All Clear is the second part of the book that began with Connie Willis’ Blackout (see my review here) which came out early in 2010. Blackout/All Clear are a single book that was broken into two parts; they are not part of a series and it is impossible to read All Clear without first having read Blackout for the same reason that it would be impossible to read the second half of Tom Sawyer without having read the first half. I mention this because All Clear begins right where Blackout left off, smack in the middle of things and someone coming to the book thinking it is an independent volume would be in for an unsettling surprise.
That said, I worried that it would be difficult to keep up the wonderfully complex historical/time-travel story that Willis began in Blackout, and I was delighted that she managed to make the second half of the book even better than the first.
The story takes place in the same universe as Connie Willis’ brilliant Doomsday Book, To Say Nothing of the Dog, and Firewatch. It is 2060 and time travel allows Oxford historians to go back in time to witness events first hand and better fill in and understand the historical record. In Blackout/All Clear, historians are busy researching World War II, in particularly the Blitz of London. However, some strange things have begun happening as historians are sent back in time. “Slippage”–which is supposed to prevent historians from going to divergence points–are growing larger so that historians are coming through days, weeks, even months before or after they are scheduled to arrive. And in Blackout, we learn that the drops are no longer opening to allow the historians to return to their time in 2060.
The story is a rich in historical detail from the era. Reading it, I felt like I was living through the Blitz. Willis does a remarkable job of evoking the terror of the nightly bombings, while mixing in the humor the people of London needed to survive. The characters we follow through All Clear (there are mainly three of them) become attached not only to the struggle of the people of London, but they also experience their fears, both directly (through the bombings) and indirectly, in not knowing the outcome, sacrificing themselves for victory over Hitler.

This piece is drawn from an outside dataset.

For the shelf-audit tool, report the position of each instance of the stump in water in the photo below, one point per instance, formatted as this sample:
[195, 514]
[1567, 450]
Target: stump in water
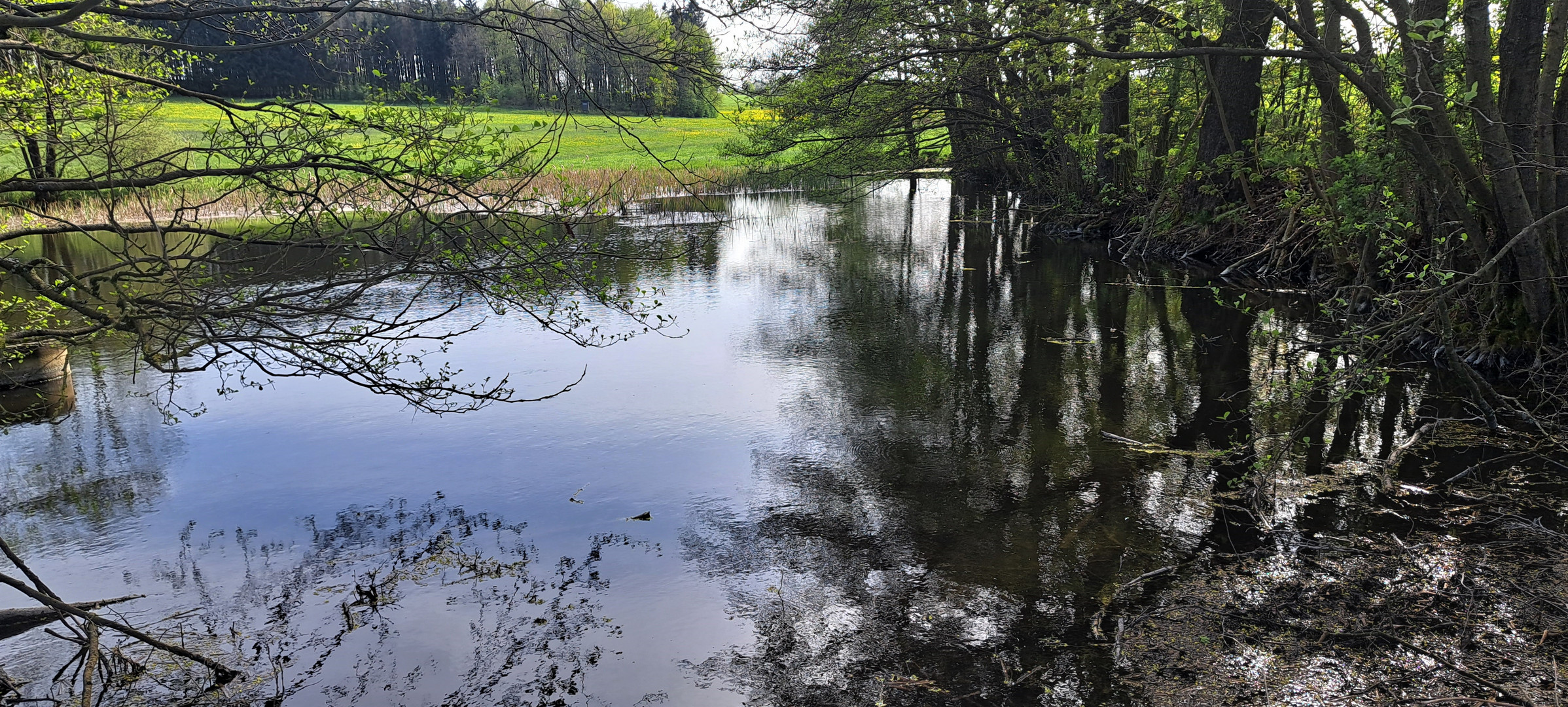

Time travel plays a larger role in All Clear than it did in Blackout as we discover that a mystery is unfolding surrounding the slippages and why they are happening. The time travel plot alone is brilliantly complex. I used to think The Time Traveler’s Wife had the most complex time-travel plot I’d ever come across, but Blackout/All Clear beats it.
When I finished Blackout in March, I could not wait to start All Clear, which came out in early October. I wasn’t able to start All Clear right away, but once I started it, I was not able to put the book down, reading almost all day for nearly two days, breathless at the end of each chapter. The characters in the book become as close as old friends and you experience their joys and pains along with them. And as the book unfolds and the mysteries are revealed, the sense of wonder, the sense of awe at the entire literary construction is stunning.
It will be interesting to see how Blackout/All Clear ends up on the Nebula ballot: as a single volume or as two separate books. I’ve already nominated Blackout for a Nebula award, but if I could, I would nominate and vote for the combined, complete work. It was by far the best thing I’ve read in many, many years.